[HPforGrownups] Sirius' death (was: Re: ESE!Lupin condensed)

Sherry Gomes sherriola at earthlink.net
Tue Jan 24 18:51:42 UTC 2006


No: HPFGUIDX 146981

Maria next:
I respectfully disagree, Karen. Sirius' death did not touch me *at all*. I
liked Sirius' character, but his entire death was just such a 'non-event'
that - like Susan - it left me cold. I actually had to go back and reread
the last few pages to even realize *that* he'd died... I remember the next
chapter starting out with something like "Harry couldn't believe Sirius was
dead" (or something similar - sorry, I don't have the book here), and I
thought "Huh? He died?"... oh yeah... he 'fell through the veil'.

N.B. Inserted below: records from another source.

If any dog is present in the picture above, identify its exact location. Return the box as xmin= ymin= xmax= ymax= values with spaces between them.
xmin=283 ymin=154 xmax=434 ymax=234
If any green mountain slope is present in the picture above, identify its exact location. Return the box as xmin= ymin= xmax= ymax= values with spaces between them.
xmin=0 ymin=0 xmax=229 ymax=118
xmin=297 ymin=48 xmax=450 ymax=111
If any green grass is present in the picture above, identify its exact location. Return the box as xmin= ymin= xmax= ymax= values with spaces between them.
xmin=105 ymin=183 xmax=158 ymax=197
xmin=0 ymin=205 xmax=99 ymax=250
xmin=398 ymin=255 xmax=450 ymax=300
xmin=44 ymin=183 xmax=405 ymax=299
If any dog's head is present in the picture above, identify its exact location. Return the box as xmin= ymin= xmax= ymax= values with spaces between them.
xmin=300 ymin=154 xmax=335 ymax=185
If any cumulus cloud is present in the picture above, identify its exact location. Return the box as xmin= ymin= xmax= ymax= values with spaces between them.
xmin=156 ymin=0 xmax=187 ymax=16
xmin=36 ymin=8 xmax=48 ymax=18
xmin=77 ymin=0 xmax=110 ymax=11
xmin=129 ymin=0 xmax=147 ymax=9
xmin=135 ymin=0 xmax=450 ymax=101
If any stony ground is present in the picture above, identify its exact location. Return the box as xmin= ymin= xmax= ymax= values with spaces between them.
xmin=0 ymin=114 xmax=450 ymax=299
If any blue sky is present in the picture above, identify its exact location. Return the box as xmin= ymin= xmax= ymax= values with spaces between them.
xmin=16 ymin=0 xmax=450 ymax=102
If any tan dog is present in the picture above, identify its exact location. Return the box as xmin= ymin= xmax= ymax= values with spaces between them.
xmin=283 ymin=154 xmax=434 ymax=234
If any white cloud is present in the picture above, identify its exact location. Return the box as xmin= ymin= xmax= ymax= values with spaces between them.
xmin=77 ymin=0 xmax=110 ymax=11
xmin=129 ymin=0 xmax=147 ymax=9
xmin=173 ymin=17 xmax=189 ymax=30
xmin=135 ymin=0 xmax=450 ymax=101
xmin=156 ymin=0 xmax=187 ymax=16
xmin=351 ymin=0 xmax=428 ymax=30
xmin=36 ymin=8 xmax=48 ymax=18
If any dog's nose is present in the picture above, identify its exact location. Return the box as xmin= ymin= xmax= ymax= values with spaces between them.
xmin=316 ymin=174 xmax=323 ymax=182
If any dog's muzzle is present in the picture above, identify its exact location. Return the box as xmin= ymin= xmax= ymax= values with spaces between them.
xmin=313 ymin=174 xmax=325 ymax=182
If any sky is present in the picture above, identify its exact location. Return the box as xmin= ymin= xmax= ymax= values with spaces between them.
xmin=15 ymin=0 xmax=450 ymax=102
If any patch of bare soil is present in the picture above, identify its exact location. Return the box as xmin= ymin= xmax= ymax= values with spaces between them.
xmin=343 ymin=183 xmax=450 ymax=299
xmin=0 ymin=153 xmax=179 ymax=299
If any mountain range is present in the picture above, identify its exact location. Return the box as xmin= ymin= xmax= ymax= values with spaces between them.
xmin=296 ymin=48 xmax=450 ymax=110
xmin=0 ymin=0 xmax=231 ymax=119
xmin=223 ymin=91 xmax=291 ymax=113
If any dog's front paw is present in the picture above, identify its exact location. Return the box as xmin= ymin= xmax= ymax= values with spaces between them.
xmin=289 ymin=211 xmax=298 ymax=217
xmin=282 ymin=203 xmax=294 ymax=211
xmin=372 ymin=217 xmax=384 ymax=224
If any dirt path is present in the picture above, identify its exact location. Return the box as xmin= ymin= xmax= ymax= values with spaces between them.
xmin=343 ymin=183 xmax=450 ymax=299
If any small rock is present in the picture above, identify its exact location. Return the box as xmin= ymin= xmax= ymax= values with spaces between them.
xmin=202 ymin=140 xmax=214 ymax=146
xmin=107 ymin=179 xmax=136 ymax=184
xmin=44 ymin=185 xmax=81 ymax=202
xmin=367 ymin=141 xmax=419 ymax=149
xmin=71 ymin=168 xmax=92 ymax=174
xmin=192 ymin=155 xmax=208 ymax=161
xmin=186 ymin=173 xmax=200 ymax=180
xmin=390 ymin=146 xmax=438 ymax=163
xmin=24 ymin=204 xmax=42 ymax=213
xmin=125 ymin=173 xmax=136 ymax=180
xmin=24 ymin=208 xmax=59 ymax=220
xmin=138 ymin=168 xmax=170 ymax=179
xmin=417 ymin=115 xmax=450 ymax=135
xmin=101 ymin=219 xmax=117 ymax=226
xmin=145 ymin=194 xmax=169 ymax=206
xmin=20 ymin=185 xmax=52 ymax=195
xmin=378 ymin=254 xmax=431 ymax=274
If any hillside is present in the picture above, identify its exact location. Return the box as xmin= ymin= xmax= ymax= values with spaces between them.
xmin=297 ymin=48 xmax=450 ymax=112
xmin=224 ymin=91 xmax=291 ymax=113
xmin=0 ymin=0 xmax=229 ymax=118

I was touched by both Cedric and Dumbledore's death, so I think it was just
a spot of bad writing on JKR's behalf (but then, OotP is so far my least
favourite of the HP books that I'm inclined to say I dislike it). After
having known for the entire book that somebody was going to die, it was just
too anti-climatic.


Maria


Sherry now:

I had a completely opposite reaction.  oh my, Sirius murder was devastating
to me.  After all his anguish, the 12 years in Azkaban, then his freedom
snatched away in moments, his inability to help Harry, his anguish over the
fate of the Potters ... wow, it shook me to have him die as abruptly and
brutally as he did.  and even more so, because Harry witnessed it.  And it
was really Harry's reaction that got to me, touched me and broke my heart.
His reactions seemed so perfectly right on, his denial, his desire to rush
behind the veil, his cries for Sirius, his belief that Sirius would just
reappear, Lupin having to hold him back ... i found all of that very
powerful. 

in fact, in an odd way, Dumbledore's death didn't get me as much.  It was
terrible in terms of shock value, but that was more because of how it
happened, than the fact that it did happen.  after all, it was very much
expected that Dumbledore would be the one to die in this book.